Context/background:
I am self-studying series, first in the context of generating functions and now in the context of functional/differential equations. As such, I like to set myself practise problems, which is what I bring you today. Of course, being self-studying, it can be hard to find anyone to give feedback on my problems and solutions, which is why I bring this one to you today. Thanks for your time.
Problem statement:
Given the differential equation $xf(x)-f'(x)=0$ and $f(0)=1$, find $f(x)$ in power series form. Bonus questions: find the closed form of $f(x)$ (if it exists) and the radius of convergence of the power series.
Solution:
Let $f(x)=\sum_{n=0}^{\infty}a_nx^n=a_0+a_1x+a_2x^2+a_3x^3+a_4x^4+...$
Then: $xf(x)=\sum_{n=0}^{\infty}a_nx^{n+1}=a_0x+a_1x^2+a_2x^3+a_3x^4+...$
And: $f'(x)=\sum_{n=0}^{\infty}(n+1)a_{n+1}x^n=a_1+2a_2x+3a_3x^2+4a_4x^3+5a_5x^4+...$
Furthermore: $xf(x)-f'(x)=-a_1+(a_0-2a_2)x+(a_1-3a_3)x^2+(a_2-4a_4)x^3+(a_3-5a_5)x^4+...$
Given that $f(0)=1$, we must have that $a_0=1$. Moreover, since the coefficients of $xf(x)-f'(x)$ must all be zero, we have the following (infinite) system of equations:
$$-a_1=0\Longrightarrow a_1=0$$ $$a_0-2a_2=0\Longrightarrow a_2=\frac{a_0}{2}$$ $$a_1-3a_3=0\Longrightarrow a_3=0$$ $$a_2-4a_4=0\Longrightarrow a_4=\frac{a_2}{4}=\frac{a_0}{8}$$ $$a_3-5a_5=0\Longrightarrow a_5=0$$ $$a_4-6a_6=0\Longrightarrow a_6=\frac{a_4}{6}=\frac{a_0}{48}$$
The pattern continues, with every odd coefficient equal to $0$ and every odd coefficient equal to $a_0$ divided by the product of every even number up to and including $n$. As such, it makes sense to define a new sequence of coefficients $c_n$ such that $c_n=a_{2n}$; then $c_n=\frac{a_0}{(2n)!!}=\frac{1}{(2n)!!}$ and the power series solution is $f(x)=\sum_{n=0}^{\infty}\frac{x^{2n}}{(2n)!!}=1+\frac{x^2}{2}+\frac{x^4}{8}+\frac{x^6}{48}+...$
Radius of convergence
Consider $\lim_{n\to\infty}|\frac{c_{n+1}}{c_n}|$. This is equal to $\lim_{n\to\infty}|\frac{\frac{1}{(2n+2)!!}}{\frac{1}{(2n)!!}}|=\lim_{n\to\infty}|\frac{(2n)!!}{(2n+2)!!}|=\lim_{n\to\infty}|\frac{2n(2n-2)(2n-4)...2}{(2n+2)(2n)(2n-2)(2n-4)...2}|=\lim_{n\to\infty}|\frac{1}{2n+2}|=0$
Since the limit of the ratio of consecutive coefficients is $0$, the radius of convergence for this series is infinite; i.e. it converges for all $x$.
Closed form solution
I'll admit, this one stumped me for a bit.
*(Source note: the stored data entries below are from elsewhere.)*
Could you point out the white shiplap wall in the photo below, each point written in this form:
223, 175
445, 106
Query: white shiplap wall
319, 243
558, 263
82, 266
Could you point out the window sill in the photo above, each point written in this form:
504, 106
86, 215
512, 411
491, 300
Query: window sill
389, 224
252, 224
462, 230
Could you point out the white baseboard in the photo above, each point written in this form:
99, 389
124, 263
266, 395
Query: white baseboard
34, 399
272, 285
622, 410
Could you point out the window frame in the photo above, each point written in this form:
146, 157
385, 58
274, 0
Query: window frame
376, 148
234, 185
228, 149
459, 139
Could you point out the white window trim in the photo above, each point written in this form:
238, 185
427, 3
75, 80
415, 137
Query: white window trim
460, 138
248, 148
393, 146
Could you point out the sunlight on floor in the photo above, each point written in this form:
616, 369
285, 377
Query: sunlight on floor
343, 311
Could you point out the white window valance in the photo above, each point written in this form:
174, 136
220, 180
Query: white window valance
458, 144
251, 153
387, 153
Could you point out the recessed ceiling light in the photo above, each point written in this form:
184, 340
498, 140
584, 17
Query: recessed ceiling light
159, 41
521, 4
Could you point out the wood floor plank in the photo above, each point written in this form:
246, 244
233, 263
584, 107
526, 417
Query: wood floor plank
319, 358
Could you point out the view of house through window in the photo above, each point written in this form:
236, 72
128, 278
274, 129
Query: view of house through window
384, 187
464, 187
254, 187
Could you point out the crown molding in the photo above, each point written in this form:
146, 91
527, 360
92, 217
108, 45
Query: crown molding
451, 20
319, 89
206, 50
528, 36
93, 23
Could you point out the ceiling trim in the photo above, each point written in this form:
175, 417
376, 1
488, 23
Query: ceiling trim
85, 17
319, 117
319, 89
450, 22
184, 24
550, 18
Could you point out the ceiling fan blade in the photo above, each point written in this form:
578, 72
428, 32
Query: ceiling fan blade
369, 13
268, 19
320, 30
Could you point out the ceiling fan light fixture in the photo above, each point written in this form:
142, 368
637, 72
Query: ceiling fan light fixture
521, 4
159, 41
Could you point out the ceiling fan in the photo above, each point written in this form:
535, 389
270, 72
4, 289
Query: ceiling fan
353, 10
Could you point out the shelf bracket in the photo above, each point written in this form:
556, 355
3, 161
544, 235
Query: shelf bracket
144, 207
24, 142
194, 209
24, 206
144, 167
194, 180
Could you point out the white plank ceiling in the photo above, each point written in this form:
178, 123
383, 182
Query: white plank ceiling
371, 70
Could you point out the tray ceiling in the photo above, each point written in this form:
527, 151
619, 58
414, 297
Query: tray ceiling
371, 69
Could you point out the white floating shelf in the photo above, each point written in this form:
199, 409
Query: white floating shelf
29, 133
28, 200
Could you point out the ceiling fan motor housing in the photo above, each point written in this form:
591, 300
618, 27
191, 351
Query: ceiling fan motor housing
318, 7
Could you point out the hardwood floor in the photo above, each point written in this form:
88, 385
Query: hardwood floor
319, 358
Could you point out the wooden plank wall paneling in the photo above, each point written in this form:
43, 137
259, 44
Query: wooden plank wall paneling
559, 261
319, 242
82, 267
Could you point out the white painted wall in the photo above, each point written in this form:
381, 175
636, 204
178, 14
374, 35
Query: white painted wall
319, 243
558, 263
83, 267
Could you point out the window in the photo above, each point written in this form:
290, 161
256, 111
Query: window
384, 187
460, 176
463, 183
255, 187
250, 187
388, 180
Then I realised that $(2n)!!=2^nn!$, so we have $\sum_{n=0}^{\infty}\frac{x^{2n}}{(2n)!!}=\sum_{n=0}^{\infty}\frac{x^{2n}}{2^nn!}$. Setting $t=\frac{x^2}{2}$, we have $\sum_{n=0}^{\infty}\frac{x^{2n}}{2^nn!}=\sum_{n=0}^{\infty}\frac{t^n}{n!}$. This last series has the very well-known closed form of $e^t$, so the closed form for our series solution (in $x$) is $f(x)=e^{\frac{x^2}{2}}$. To check said solution: $xf(x)=xe^{\frac{x^2}{2}}$, and $f'(x)=xe^{\frac{x^2}{2}}$, so $xf(x)-f'(x)=xe^{\frac{x^2}{2}}-xe^{\frac{x^2}{2}}=0$.
My question:
As I mentioned earlier, I'm a self-studier, so it can be hard to find (qualified) feedback. So if there's any you could offer me in regards to my solution — in terms of rigour, flow, leaps of logic, whatever you can think of — I'd really appreciate it. I want to improve!